As stated above, “Thus accounting estimates change as new events occur, as more experience is acquired, or as additional information is obtained.” In our case, all three of these situations apply, but most importantly, additional information was obtained, including contract detail to tie the service call to a specific price, therefore the Company believes that the adjustment did in fact meet the criteria for a change in estimate.
5. We further note your statement “under the current contracts with Dell, the Company is entitled to a fixed amount per service call.” However, your revised critical accounting estimates disclosures state that “certain estimates are used in recognizing revenue on a “per call” basis related to breakdown rates, contract types, calls related to specific contract types and contract periods. Given the fact that the contracts include a stated, fixed amount per service call, we do not understand the need to “estimate” the amount of revenues earned and accordingly, your revised disclosures in the critical accounting policies discussion. Please explain.
Response
As discussed in the response to Item 4, as many as 48 different rates may apply to a single call due to the different contract types. As a result, estimates of the rate per call were used to recognize revenue. Upon receipt of detailed contract data from Dell in early 2004, the exact rates were applied resulting in the adjustment in Q2 of 2004. Currently, the call rate is estimated in the month the call is run, but this estimate is trued up within one to two months when the call is able to be matched to a specific contract rate.
Form 10-Q for the Quarterly Period Ended September 30, 2005
Liquidity & Capital Resources, page 18
6. We note your decrease in deferred revenue and maintenance contract deposits as indicated in the Condensed Consolidated Statements of Cash Flows of $21063 in 2005 compared to $6,696 in 2004. The reason for this variance, which appears to be the most significant factor contributing to the Company’s increase in cash used in operating activities, is not addressed in your discussion of liquidity and capital resources. Describe in detail the reason(s) for the change in deferred revenue and maintenance contract deposits.
Response
During the nine months ended September 30, 2005, the Company experienced continued declines in maintenance contract deposits due to two primary factors. First, the overall amount of extended maintenance contracts have declined as a result of continued declines in prices of personal computers. As businesses and consumers have paid less per unit for personal computers, the purchase of extended maintenance contracts have declined as businesses and individuals choose to replace rather than repair. Second, the price per contract has declined due to competitive pressure from other service providers and also due to declines in the per unit price of personal computers.

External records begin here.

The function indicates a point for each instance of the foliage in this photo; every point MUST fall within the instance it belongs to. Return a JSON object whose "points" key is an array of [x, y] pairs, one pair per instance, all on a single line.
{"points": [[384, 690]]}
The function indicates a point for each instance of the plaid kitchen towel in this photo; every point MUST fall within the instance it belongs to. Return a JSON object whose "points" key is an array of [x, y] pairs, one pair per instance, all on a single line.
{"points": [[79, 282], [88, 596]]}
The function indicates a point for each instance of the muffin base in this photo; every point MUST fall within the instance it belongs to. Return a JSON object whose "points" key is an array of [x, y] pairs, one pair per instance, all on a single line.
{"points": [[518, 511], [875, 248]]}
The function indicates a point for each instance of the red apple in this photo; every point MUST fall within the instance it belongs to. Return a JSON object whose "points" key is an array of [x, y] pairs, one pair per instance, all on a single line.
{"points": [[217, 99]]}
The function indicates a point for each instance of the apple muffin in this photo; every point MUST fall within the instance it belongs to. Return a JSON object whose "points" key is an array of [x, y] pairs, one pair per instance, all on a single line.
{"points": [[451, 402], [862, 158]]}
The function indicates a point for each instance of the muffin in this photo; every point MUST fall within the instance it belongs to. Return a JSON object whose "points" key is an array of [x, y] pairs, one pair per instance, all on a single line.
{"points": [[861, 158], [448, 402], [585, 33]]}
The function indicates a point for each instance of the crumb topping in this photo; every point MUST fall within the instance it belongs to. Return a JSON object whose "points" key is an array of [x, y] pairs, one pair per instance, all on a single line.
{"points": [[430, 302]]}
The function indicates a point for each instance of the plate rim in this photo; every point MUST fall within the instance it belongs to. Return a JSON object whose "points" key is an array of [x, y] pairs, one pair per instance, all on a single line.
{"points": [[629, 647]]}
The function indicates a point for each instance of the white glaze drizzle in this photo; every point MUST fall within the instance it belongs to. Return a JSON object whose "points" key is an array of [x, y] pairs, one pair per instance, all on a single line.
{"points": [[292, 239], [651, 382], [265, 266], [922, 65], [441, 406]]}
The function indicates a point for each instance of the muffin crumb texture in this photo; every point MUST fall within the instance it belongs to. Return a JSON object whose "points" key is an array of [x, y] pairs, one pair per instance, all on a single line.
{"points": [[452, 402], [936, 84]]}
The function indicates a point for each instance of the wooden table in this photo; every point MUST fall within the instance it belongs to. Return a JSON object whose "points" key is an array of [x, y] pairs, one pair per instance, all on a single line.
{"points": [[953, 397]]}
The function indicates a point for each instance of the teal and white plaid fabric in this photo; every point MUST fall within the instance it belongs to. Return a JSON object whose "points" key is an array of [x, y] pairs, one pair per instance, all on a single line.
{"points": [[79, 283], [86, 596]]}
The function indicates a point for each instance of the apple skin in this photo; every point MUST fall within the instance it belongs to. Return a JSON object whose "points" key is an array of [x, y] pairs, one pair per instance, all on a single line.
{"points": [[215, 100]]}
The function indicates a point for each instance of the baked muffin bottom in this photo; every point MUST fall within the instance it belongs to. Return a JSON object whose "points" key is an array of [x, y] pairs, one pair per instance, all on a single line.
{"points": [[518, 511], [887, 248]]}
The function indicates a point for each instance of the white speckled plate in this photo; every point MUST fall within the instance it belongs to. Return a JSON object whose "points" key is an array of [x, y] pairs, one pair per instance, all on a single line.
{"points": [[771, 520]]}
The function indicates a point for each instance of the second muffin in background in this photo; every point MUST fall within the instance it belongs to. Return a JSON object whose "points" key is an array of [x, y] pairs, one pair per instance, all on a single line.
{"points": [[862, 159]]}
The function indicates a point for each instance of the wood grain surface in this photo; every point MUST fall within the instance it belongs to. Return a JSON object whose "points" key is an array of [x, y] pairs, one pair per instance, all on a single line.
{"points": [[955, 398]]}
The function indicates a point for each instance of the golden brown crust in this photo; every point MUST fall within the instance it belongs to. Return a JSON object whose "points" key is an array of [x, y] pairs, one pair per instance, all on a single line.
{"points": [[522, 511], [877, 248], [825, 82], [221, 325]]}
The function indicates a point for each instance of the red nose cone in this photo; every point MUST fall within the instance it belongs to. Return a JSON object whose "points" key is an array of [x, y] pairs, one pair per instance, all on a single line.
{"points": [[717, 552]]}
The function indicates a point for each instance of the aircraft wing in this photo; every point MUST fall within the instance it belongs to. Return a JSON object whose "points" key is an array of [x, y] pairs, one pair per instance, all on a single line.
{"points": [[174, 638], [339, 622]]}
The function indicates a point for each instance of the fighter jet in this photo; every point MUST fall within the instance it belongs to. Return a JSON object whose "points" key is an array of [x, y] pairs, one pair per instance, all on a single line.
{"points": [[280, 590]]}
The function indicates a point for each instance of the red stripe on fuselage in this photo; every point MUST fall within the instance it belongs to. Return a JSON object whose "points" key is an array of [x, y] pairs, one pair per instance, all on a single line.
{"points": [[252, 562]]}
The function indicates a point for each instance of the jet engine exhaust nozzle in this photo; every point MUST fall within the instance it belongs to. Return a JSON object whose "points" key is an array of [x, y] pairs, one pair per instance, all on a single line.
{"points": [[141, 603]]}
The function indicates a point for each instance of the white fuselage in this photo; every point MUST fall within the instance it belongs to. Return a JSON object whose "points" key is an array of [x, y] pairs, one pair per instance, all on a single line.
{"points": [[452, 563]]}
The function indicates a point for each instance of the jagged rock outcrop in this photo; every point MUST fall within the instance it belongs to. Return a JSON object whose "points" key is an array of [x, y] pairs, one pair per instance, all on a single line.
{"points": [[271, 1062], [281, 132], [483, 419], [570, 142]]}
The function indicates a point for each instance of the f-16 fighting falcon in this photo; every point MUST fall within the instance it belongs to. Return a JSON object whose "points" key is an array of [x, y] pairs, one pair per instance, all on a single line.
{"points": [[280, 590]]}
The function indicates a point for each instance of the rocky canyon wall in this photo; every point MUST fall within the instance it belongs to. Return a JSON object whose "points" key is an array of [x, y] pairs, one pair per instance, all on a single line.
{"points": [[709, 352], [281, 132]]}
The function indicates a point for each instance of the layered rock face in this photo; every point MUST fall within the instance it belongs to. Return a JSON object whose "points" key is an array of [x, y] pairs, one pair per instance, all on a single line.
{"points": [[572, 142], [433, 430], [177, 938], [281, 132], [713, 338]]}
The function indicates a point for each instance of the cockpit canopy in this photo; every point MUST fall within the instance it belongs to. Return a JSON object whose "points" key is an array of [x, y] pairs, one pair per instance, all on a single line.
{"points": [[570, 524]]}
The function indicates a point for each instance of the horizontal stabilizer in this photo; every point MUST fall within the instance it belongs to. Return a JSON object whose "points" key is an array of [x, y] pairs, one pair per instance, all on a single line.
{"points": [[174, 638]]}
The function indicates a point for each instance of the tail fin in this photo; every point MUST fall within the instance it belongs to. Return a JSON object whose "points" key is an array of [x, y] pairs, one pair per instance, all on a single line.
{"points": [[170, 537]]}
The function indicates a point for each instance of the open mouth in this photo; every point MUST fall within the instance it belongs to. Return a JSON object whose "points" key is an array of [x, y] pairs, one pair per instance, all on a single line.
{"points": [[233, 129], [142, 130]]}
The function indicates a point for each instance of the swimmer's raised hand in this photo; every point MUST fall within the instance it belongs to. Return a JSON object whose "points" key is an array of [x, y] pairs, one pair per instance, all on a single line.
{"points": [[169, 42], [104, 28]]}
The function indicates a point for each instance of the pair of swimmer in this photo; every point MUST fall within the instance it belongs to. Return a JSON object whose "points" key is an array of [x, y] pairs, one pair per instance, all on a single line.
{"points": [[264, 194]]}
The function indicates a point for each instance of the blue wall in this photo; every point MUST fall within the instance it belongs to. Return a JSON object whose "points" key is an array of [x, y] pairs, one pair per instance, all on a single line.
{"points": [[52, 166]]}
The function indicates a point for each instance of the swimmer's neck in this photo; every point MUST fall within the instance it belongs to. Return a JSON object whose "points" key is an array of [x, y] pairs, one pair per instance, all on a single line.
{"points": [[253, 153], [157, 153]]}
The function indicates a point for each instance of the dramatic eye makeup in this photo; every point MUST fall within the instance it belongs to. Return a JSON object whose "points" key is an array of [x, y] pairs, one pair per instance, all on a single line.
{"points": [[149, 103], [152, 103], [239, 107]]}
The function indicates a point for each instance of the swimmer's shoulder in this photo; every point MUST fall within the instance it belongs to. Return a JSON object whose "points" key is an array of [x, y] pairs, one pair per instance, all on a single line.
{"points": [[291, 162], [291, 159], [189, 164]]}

The Company would propose expanding the discussion of the decline in maintenance contract deposits as part of the Form 10-K filing for the year ended December 31, 2005.
We would like to set up a conference call to discuss the remaining open issues and come to a resolution on your questions. We will be contacting you to set up a time at your convenience.
The Company acknowledges that:
• The Company is responsible for the adequacy and accuracy of the disclosures in this filing;
• Staff comments or changes to disclosure in response to staff comments do not foreclose the Commission from taking any action with respect to the filing; and
• The Company may not assert staff comments as a defense in any proceeding initiated by the Commission or any person under the federal securities laws of the United States.